By Andrew Smalley | Vol . 28, No. 1 | January 2020
A QUICK LOOK INTO IMPORTANT ISSUES OF THE DAY
Outstanding student loan debt reached $1.53 trillion in the U.S. in 2018, with the average borrower at a public college or university owing $25,550. Nearly 10% of borrowers have student loan balances of more than $80,000.
These debt levels are creating noteworthy economic effects. A recent report from the Federal Reserve found that student loan debt is having a significant effect on declining homeownership among young adults. A 2018 survey found that 80% of respondents with student loan debt have delayed saving for retirement because of that debt. The Federal Reserve Bank of New York reported that student loan delinquency rates are increasing and remain at high levels relative to other types of debt. Finally, an analysis by the Brookings Institution found that nearly 40% of borrowers may default on their student loans by 2023.
In response, states are seeking strategies to mitigate the negative effect of student loan debt. While states are exploring many policy options to address the issue, including repayment assistance and forgiveness plans, several states have also enacted legislation to create new regulations and consumer protections regarding student loan lending, borrowing and repayment.
Student loan terms and repayment options are often confusing for borrowers. In 2017, the Consumer Financial Protection Bureau (CFPB) handled approximately 23,000 complaints related to student loan servicing. The CFPB’s report also found that “borrowers assigned to the largest student loan servicers may encounter widespread problems.” Additionally, a 2018 survey found that more than 1 in 3 student loan borrowers had difficulty accessing information about their loans and repayment status. The same survey found 59% of borrowers experienced unclear guidance about their repayment situation and options from loan servicers.
Borrowers commonly note difficulties when trying to enroll in income-driven repayment plans, which can allow borrowers to make lower payments on their loan balance. However, there are several versions of income-based repayment and navigating these options can often confuse borrowers and cause delays in payments, which can lead to defaults.
In recent legislative sessions, states have imposed new regulatory guidelines and created protections designed to help borrowers understand their repayment options and navigate the loan servicing process. Connecticut became the first state in the nation to implement a ”student loan borrower bill of rights” with the passage of HB 6915 in 2015. This bill included provisions to require that student loan servicers be licensed and registered with the state Department of Banking. It also requires appointing a student loan ombudsman to track and address borrower complaints and collect data regarding student loan debt, and creating a borrower information course for students and families.
Since 2015, 12 additional states have passed legislation to expand student loan oversight. Many of these bills contain similar provisions to the legislation passed in Connecticut, with at least half including specific language to appoint a student loan ombudsman. Other states have created new licensure and lending requirements for student loan servicers. These requirements include rules for the amount of time a payment can be processed, requirements to correct errors and rules that mandate informing consumers of available repayment options.
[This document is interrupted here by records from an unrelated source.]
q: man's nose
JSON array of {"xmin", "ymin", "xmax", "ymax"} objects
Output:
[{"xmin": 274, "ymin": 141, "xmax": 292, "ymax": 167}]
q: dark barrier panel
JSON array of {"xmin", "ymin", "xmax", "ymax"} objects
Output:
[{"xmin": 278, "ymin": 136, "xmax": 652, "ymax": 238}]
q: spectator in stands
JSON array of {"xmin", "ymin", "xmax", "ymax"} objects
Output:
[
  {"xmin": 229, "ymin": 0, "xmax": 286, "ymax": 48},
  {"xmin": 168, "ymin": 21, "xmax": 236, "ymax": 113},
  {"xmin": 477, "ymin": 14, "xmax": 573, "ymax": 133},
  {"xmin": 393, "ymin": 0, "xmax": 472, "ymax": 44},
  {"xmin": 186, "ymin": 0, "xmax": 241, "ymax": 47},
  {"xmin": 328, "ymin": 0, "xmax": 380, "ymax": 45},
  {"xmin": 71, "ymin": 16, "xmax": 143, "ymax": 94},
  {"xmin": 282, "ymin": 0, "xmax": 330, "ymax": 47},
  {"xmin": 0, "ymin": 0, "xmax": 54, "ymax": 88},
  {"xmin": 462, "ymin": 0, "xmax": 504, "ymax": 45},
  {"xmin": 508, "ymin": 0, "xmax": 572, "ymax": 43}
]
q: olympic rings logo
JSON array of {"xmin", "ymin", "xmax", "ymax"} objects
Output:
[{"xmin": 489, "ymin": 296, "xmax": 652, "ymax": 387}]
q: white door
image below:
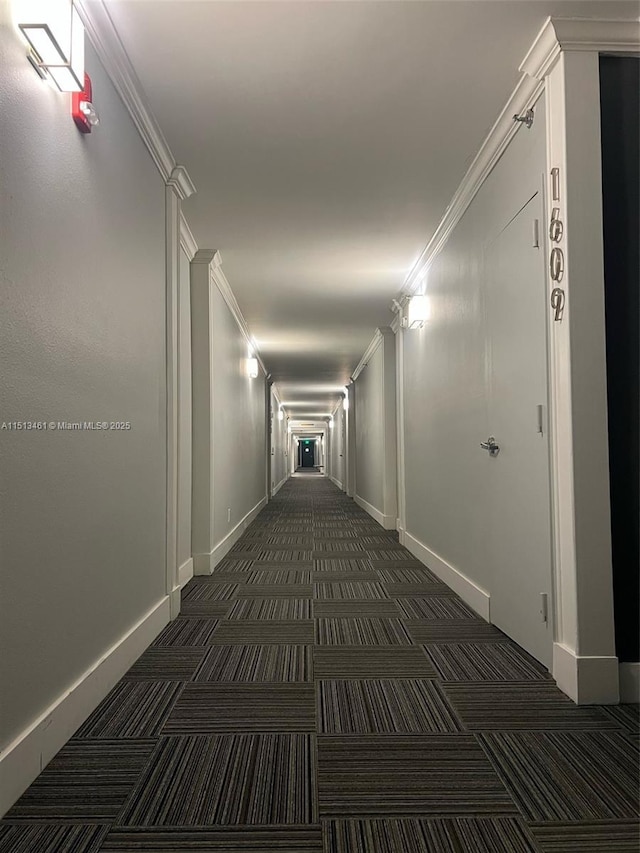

Some bills also include efforts to increase borrower awareness and understanding. For example, Pennsylvania HB 2124 (2018) requires higher education institutions to send letters to students with information regarding student loan debt.
The 2019 legislative session saw substantial interest in student loan oversight legislation. Nineteen states introduced legislation and seven bills were enacted, more than doubling the number of states that had passed legislation in the prior four years.
Proponents of these bills argue states should take proactive roles in both regulating loan servicers and helping borrowers stay informed about repayment. However, loan servicers argue these regulations drive up costs and create a confusing patchwork system of oversight for student loan repayment.
State regulations for student loan servicers have been contested by the U.S. Department of Education and in federal court. In March 2018, the Department of Education issued a notice of interpretation asserting that state oversight of federal student loans “impedes uniquely federal interests.” The department guidance was particularly concerned with Massachusetts’ lawsuit against a loan servicer but further claimed “attempts by other States to impose similar requirements will create additional conflicts with Federal law.” This policy reversed the guidance from the department in 2016, which stated that state regulations would not preempt federal law.
Shortly after this announcement, the Pennsylvania Higher Education Assistance Agency (PHEAA), a loan servicer, filed suit against the state of Connecticut. PHEAA claims Connecticut law puts the servicer in conflict with federal law and risks losing its ability to operate in the state. Several other lawsuits have been filed by loan servicers in other states.
In June 2019, the 7th U.S. Circuit Court of Appeals issued a ruling that student loan servicers are subject to state laws related to student loan oversight and that these laws are not preempted by the federal government. Legal experts have speculated that additional court cases will move forward at the federal level, potentially moving to the U.S. Supreme Court if rulings conflict at the district level.